Goldstein is active with organizations that reflect his identity as a Modern Orthodox Jew as well; chair of the board of the yeshiva Manhattan Day School, a Ramaz School board member, and president of the Beth Din of America, the Jewish legal court affiliated with the Rabbinical Council of America and Orthodox Union.

At a time when New York’s Orthodox population is soaring, as a study by the federation here shows, it doesn’t hurt to have an Orthodox man at the organization’s helm, said Alisa Doctoroff, president of UJA-Federation of New York, who also chaired the search committee.

That “he is a Modern Orthodox-practicing person is all to the good. There is an explosion in the ultra-Orthodox community and Eric will be able to speak to that community,” she said. “It certainly wasn’t the only criterion” in the job description, she noted. The federation was looking for “someone who could represent all members of our community, from the most unaffiliated to the most Haredi.”

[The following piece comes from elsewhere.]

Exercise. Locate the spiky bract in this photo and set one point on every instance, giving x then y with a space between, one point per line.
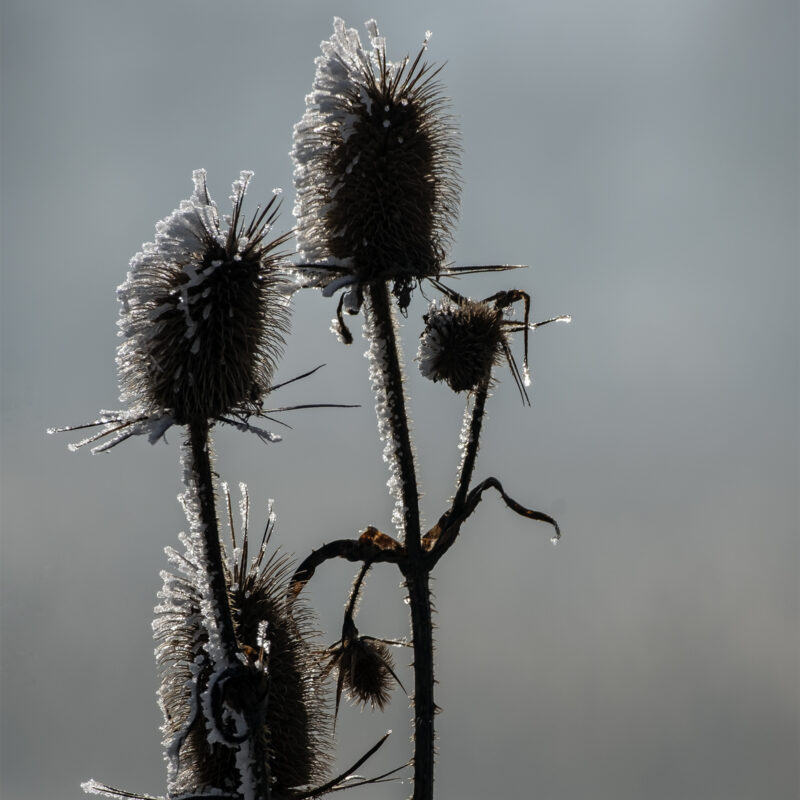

Crossing over from volunteer to professional, while not entirely new, remains unusual at the most senior levels. In the view of John Ruskay, however, divisions between the two roles have become less relevant at an organization as large and complex as the New York federation.

“I find a distinction between professional and volunteer at the most senior levels a little anachronistic when we have people both volunteer and professional spending 30, 40, 50 hours a week on the Jewish present and Jewish future,” Ruskay, the current CEO of UJA-Federation, who is retiring in June, told Haaretz.

“It used to be that you were from one place and you stayed there. Period,” said Shifra Bronznick, president of Advancing Women Professionals and the Jewish Community, and a business consultant who has done work for the New York federation. Today “you’re seeing many more collaborations inside and across sectors, as well as a narrative that says people will work in many professions and sectors. Crossing from lay to professional doesn’t feel at all impossible anymore.”

Coming from outside the Jewish organizational world clearly seems to be regarded as an asset by search committees today. But does a hiring like Goldstein’s reflect a disadvantage to those who are already working in the system? “In my experience working with search committees and doing placement, I don’t think that there’s a stronger sense that someone outside the field brings a better set of qualifications,” said Elissa Maier, a vice president at the Jewish Federations of North America, the federation system’s umbrella body, where she heads the Mandel Center for Leadership Excellence. Four other large city federations are currently trying to hire new CEOs, she said.

‘Perfect storm 
of ignorance’

Richard Wexler, a long-time Jewish federation lay leader based in Chicago, who has for several years been openly critical of JFNA, said that hiring from outside the federation system for top jobs results in poor performance. “Most of those who get the position do not have a commitment or understanding of the values and the activities upon which our federations have built their greatness,” he told Haaretz. “With a national organization that lacks institutional memory, they get no training, no mentoring, they’re essentially on their own. We have this perfect storm of ignorance that endangers the hopes and dreams of our people.”

But hiring “outside the box” has become more the rule than the exception for Jewish non-profits, and there are many examples, from Ruth Messinger’s move from New York City politics to the American Jewish World Service, to the lay-to-professional crossover of Ariela Dubler. A Columbia University law professor and board member at the Abraham Joshua Heschel day school in Manhattan, Dubler was hired last month to be its new head of school. In fact, it has become more noteworthy when someone is promoted to a top job from within, as Stosh Cotler recently was at Bend the Arc, a social justice non-profit.

Of Goldstein, the New York federation’s Doctoroff said, “In some ways he is out of the box but he is within the family. He knows us very intimately. He brings an outside perspective, which is very helpful for us as well. We’re always seeking to achieve our mission as well as we possibly can. To have new eyes is a helpful thing.”